Timberlake has set his own bar as a phenomenal, electrifying live performer. Here, his dance moves weren’t as lithe and spritely as they once were, almost as if he was marking the choreography—like it wasn’t rehearsed enough.
And, because it must be said, he was wearing what might have been the ugliest outfit I’ve ever seen. Baggy camouflage cargo pants. A red bandana handkerchief around his neck. A button-up shirt with a still life of deer in a field screened on it. The assault on the very idea of fashion became a grenade to the eyes when he then donned a matching blazer for “Suit and Tie,” the debonair anthem and ode to suaveness, performed here in a camouflage suit.
Listen, we like Timberlake’s hits.

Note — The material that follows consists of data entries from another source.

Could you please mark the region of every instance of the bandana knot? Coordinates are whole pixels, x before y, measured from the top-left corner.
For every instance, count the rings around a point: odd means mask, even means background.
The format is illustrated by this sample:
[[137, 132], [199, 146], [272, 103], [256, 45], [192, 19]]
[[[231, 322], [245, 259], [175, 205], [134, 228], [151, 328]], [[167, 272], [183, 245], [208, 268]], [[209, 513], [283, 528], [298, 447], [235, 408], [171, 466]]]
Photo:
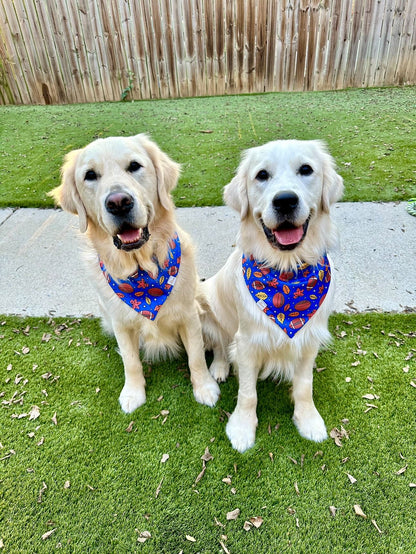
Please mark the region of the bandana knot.
[[290, 338], [316, 314], [331, 282], [326, 254], [315, 266], [300, 264], [295, 271], [278, 271], [243, 254], [242, 270], [257, 306]]
[[138, 267], [127, 279], [116, 281], [100, 260], [101, 271], [116, 295], [130, 308], [150, 320], [156, 318], [175, 285], [181, 264], [181, 243], [177, 233], [169, 240], [168, 254], [162, 267], [156, 259], [154, 261], [159, 268], [157, 277]]

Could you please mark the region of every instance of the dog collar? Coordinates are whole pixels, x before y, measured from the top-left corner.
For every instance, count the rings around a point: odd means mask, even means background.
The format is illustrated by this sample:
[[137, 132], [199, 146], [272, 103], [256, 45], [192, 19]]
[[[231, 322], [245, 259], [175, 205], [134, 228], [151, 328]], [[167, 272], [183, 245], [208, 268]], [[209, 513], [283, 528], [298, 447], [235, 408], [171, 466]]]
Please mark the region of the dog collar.
[[292, 338], [322, 305], [331, 282], [325, 254], [316, 266], [298, 265], [296, 271], [280, 272], [242, 256], [247, 288], [257, 306]]
[[154, 320], [172, 292], [180, 263], [181, 243], [178, 234], [175, 233], [169, 240], [168, 255], [163, 267], [157, 264], [159, 271], [156, 278], [150, 272], [138, 267], [137, 271], [127, 279], [116, 281], [108, 273], [101, 260], [100, 268], [107, 283], [123, 302], [144, 317]]

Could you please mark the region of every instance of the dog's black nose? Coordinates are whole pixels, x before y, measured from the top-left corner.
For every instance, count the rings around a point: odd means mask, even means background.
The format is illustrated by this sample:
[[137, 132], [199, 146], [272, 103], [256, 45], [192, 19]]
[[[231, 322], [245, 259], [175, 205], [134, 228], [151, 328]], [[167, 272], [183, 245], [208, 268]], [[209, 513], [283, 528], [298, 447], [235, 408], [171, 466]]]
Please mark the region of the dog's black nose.
[[133, 206], [133, 197], [126, 192], [112, 192], [105, 199], [105, 208], [107, 212], [113, 215], [127, 215]]
[[273, 198], [273, 208], [280, 214], [292, 213], [299, 204], [299, 197], [294, 192], [281, 192]]

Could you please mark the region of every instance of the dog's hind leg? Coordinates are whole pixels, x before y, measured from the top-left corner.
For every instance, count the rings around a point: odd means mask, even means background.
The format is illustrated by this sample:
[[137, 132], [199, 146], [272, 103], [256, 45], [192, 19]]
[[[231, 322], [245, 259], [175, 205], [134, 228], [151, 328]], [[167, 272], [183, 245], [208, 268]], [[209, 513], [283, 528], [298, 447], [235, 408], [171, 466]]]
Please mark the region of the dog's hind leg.
[[200, 404], [214, 406], [220, 395], [220, 389], [207, 368], [202, 329], [196, 308], [194, 313], [190, 312], [188, 316], [179, 328], [179, 335], [188, 354], [195, 400]]
[[120, 394], [123, 412], [129, 414], [146, 402], [143, 366], [139, 356], [139, 331], [113, 325], [120, 355], [124, 364], [125, 383]]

He’s a charismatic performer. When that song from Trolls comes on while we’re at Duane Reade, we smile and sing along and fondly remember that time we spilled wine on ourselves while dancing to it at our sister’s wedding. But, momentarily absolving all his thinkpiece-fodder sins, the thing that ruined Timberlake’s halftime show was a naked lack of ambition.

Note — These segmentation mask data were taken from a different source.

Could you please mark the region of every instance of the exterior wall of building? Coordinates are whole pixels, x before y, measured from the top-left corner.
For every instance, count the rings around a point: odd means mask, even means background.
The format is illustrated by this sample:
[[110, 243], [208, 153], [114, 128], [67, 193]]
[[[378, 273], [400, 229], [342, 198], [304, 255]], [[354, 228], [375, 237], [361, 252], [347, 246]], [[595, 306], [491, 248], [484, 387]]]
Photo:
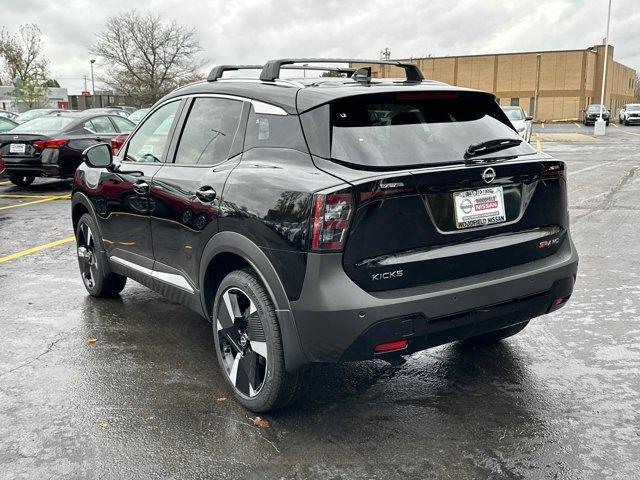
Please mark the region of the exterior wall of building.
[[[614, 60], [609, 46], [605, 105], [614, 116], [633, 102], [636, 72]], [[492, 92], [500, 105], [519, 105], [539, 121], [581, 118], [589, 103], [600, 101], [604, 46], [584, 50], [413, 58], [426, 78]], [[402, 69], [372, 67], [378, 77], [403, 77]], [[538, 99], [536, 108], [535, 99]]]

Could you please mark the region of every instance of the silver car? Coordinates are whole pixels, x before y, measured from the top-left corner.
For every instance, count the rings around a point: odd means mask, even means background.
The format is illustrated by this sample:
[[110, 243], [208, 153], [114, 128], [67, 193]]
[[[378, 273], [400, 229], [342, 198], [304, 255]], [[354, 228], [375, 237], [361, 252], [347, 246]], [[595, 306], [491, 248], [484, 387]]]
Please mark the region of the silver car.
[[502, 111], [511, 120], [513, 128], [525, 142], [531, 141], [531, 121], [533, 117], [527, 114], [522, 107], [502, 107]]

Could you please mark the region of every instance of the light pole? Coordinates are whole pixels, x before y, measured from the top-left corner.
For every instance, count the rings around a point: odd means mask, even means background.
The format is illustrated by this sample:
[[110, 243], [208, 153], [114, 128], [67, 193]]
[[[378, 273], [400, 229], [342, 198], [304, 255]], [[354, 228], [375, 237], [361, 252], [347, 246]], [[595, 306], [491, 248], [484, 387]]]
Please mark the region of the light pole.
[[96, 61], [92, 58], [90, 60], [91, 62], [91, 95], [95, 96], [96, 94], [96, 84], [93, 81], [93, 64], [96, 63]]
[[602, 118], [604, 114], [604, 87], [607, 82], [607, 61], [609, 57], [609, 24], [611, 23], [611, 0], [609, 0], [609, 10], [607, 11], [607, 35], [604, 37], [604, 67], [602, 69], [602, 90], [600, 93], [600, 118], [593, 126], [594, 135], [604, 135], [606, 132], [606, 122]]

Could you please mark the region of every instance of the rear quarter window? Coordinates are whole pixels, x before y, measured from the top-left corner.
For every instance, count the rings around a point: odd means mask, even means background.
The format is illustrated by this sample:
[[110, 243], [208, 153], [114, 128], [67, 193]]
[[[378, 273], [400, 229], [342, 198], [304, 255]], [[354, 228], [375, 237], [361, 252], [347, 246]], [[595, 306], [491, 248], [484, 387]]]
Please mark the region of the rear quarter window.
[[258, 114], [253, 106], [249, 113], [244, 149], [291, 148], [307, 152], [297, 115]]

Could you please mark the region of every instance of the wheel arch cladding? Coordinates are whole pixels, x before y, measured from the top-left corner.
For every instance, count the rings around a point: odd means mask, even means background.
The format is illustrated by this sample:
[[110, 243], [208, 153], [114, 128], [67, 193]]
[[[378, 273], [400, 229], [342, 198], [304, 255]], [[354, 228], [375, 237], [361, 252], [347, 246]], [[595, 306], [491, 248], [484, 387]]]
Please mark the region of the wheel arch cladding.
[[287, 371], [294, 372], [308, 363], [298, 337], [291, 306], [278, 274], [260, 248], [247, 237], [235, 232], [214, 235], [202, 252], [199, 280], [202, 309], [210, 318], [213, 296], [222, 279], [233, 270], [251, 268], [269, 292], [274, 304]]

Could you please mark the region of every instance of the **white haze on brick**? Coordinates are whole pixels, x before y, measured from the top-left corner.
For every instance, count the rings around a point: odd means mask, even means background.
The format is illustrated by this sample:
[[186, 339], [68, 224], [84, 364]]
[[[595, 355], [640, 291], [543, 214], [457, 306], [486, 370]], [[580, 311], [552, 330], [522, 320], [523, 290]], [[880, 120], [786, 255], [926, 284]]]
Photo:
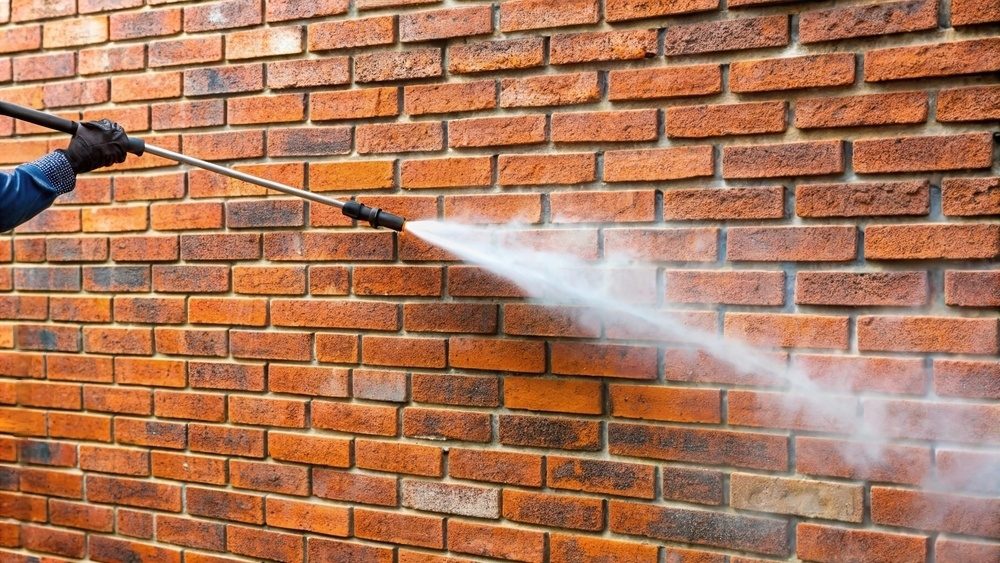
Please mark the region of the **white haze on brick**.
[[[838, 373], [842, 377], [836, 381], [830, 381], [827, 377], [818, 381], [810, 377], [802, 366], [777, 361], [773, 353], [684, 324], [680, 315], [689, 313], [688, 310], [667, 311], [658, 309], [652, 303], [630, 300], [629, 296], [641, 294], [644, 288], [638, 283], [630, 282], [627, 275], [622, 275], [623, 272], [648, 271], [655, 269], [655, 264], [628, 257], [590, 261], [568, 252], [537, 250], [521, 238], [528, 232], [523, 225], [471, 226], [412, 221], [407, 223], [406, 231], [465, 262], [481, 266], [513, 282], [536, 303], [578, 306], [581, 308], [581, 315], [577, 318], [581, 320], [596, 316], [605, 326], [609, 323], [614, 323], [615, 326], [628, 323], [629, 338], [635, 341], [648, 341], [641, 343], [649, 345], [664, 342], [671, 345], [682, 344], [729, 364], [737, 373], [774, 380], [778, 386], [766, 389], [754, 386], [752, 390], [776, 392], [784, 403], [783, 408], [788, 418], [798, 424], [775, 423], [773, 426], [768, 425], [768, 428], [792, 429], [798, 426], [798, 432], [804, 427], [806, 432], [818, 431], [824, 434], [823, 437], [831, 434], [829, 437], [834, 439], [850, 440], [852, 447], [839, 453], [845, 462], [862, 474], [888, 462], [888, 440], [917, 437], [929, 441], [962, 443], [962, 439], [949, 440], [948, 437], [956, 433], [965, 434], [968, 430], [968, 421], [961, 417], [938, 414], [926, 419], [913, 419], [905, 414], [895, 413], [885, 408], [882, 397], [889, 400], [920, 401], [921, 404], [932, 407], [954, 403], [941, 403], [936, 398], [928, 400], [923, 396], [895, 394], [859, 399], [857, 392], [852, 394], [851, 381], [867, 377], [864, 373], [841, 370]], [[533, 232], [542, 231], [536, 229]], [[662, 288], [660, 291], [662, 292]], [[615, 339], [609, 343], [627, 345], [636, 342]], [[942, 412], [947, 413], [947, 410]], [[815, 428], [810, 428], [813, 425]], [[996, 455], [1000, 450], [997, 446], [1000, 443], [1000, 430], [984, 429], [984, 433], [984, 439], [975, 442], [975, 447], [979, 448], [977, 450], [968, 447], [968, 440], [964, 440], [966, 443], [960, 446], [946, 446], [946, 449]], [[920, 438], [923, 434], [927, 437]], [[985, 449], [984, 444], [987, 444]], [[1000, 466], [996, 463], [984, 462], [982, 466], [964, 467], [961, 471], [961, 483], [955, 483], [954, 480], [948, 483], [938, 482], [934, 472], [929, 471], [924, 476], [922, 485], [932, 489], [945, 485], [946, 489], [961, 489], [960, 492], [972, 494], [1000, 494]]]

There was no political statement, sly as they might have been when Beyoncé performed with only women on stage with her when she sang “Formation,” and then had a dance battle of the sexes against Bruno Mars (that she killed, obviously), or when Lady Gaga opened her show with a patriotic medley saying “this is what America means to me,” and then proceeded to put on a freak-flag-flying-fantasmic-supernatural-LGBT-empowering spectacular. (And in the first weeks of Trump’s presidency, to boot.)
There was no feat of athleticism akin to the sense that Beyoncé, Gaga, and Mars trained like a Super Bowl player for their shows, expending every ounce of energy they had in them in their explosive sets. There wasn’t even a sense of superb musicianship, a la Prince or Springsteen, or any sort of regal ownership of the right to be on that stage, which Diana Ross, Paul McCartney, Madonna, and Michael Jackson had reigned supremely on before.
I mean, for God’s sake, at least give us a Left Shark. Then again, maybe his entire performance was Left Shark.
No costume changes. No stunts. No guests. (Not even NSYNC!) Just warbled noise. Once upon a time, Justin Timberlake brought sexy back. Now we’d like a refund.